Insomma, di questo miracoloso “Venezia 77” resta molto. Anche come forma di resistenza alle notizie che vengono dall’Academy sui criteri per le candidature agli Oscar come Miglior Film, che devono rispettare principi di inclusione delle minoranze, fin dentro l’ideazione delle storie ecc.
Va detto senza mezzi termini: il cosiddetto “politically correct” risponde sempre ad un esercizio di potere, teso a disattivare meccanismi politicamente e socialmente pericolosi di emersione dell’eterogeneità dell’altro e delle sue istanze.
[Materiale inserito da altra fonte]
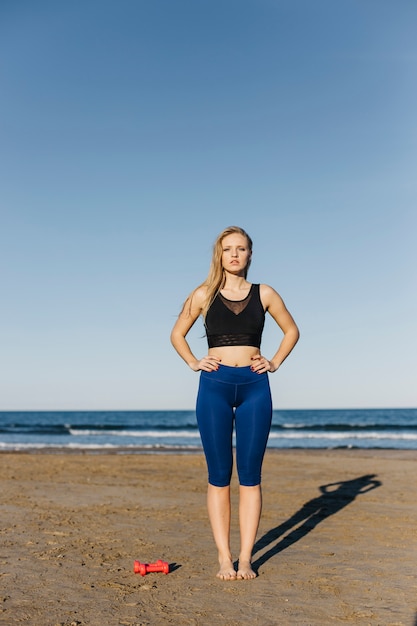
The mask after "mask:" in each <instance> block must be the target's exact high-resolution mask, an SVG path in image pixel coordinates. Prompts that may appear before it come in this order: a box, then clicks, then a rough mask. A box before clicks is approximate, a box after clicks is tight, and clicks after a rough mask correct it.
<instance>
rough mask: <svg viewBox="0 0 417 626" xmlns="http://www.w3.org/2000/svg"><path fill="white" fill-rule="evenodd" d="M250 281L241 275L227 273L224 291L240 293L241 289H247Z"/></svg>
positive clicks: (223, 286)
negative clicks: (239, 292) (225, 289)
mask: <svg viewBox="0 0 417 626" xmlns="http://www.w3.org/2000/svg"><path fill="white" fill-rule="evenodd" d="M247 286H248V281H247V280H246V278H245V277H244V276H243V275H241V274H230V273H229V272H225V281H224V285H223V289H230V290H231V291H239V290H240V289H247Z"/></svg>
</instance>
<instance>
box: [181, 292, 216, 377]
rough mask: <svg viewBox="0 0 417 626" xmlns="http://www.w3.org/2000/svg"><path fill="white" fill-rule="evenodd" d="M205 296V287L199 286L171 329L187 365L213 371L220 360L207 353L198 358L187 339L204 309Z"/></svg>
mask: <svg viewBox="0 0 417 626" xmlns="http://www.w3.org/2000/svg"><path fill="white" fill-rule="evenodd" d="M204 297H205V288H204V287H198V288H197V289H196V290H195V291H193V293H192V294H191V296H189V297H188V298H187V300H186V301H185V304H184V306H183V308H182V311H181V313H180V314H179V316H178V319H177V321H176V322H175V325H174V328H173V329H172V331H171V343H172V345H173V346H174V348H175V350H176V351H177V352H178V354H179V355H180V357H181V358H182V359H184V361H185V362H186V363H187V365H188V366H189V367H190V368H191V369H192V370H193V371H194V372H198V371H199V370H204V371H205V372H212V371H213V370H216V369H217V367H218V364H219V363H220V360H219V359H218V358H216V357H214V356H210V355H207V356H205V357H203V358H202V359H197V358H196V357H195V356H194V354H193V353H192V351H191V348H190V346H189V345H188V342H187V340H186V336H187V334H188V332H189V330H190V329H191V328H192V326H193V325H194V323H195V321H196V320H197V319H198V317H199V316H200V315H201V312H202V310H203V302H204Z"/></svg>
È dunque un dispositivo di stabilizzazione sociale. Si tratta di direttive socialmente rassicuranti, che pretendono di rimuovere dalla società lo “sporco” che la abita (e che ritorna sempre), nascondendo sotto la presunta “correttezza” e “inclusività” l’annichilimento effettivo dell’alterità dell’altro.
E quando questo esercizio si trasferisce nell’arte e nel cinema sotto forma di prescrizione di compiti da attuare, allora ci troviamo non tanto in una forma di censura, quanto in una forma ben peggiore di inquietante propaganda di una idea di democrazia come “sanificazione” da esercitare ad ogni livello della vita sociale.
“Venezia 77” si è mostrata un antidoto a tutto questo, soprattutto nei suoi film più originali e coraggiosi. Un patrimonio e una riserva importante – in questo momento più di altri – per continuare a tenere vivo un pensiero critico del presente e un desiderio di cinema ad esso connesso.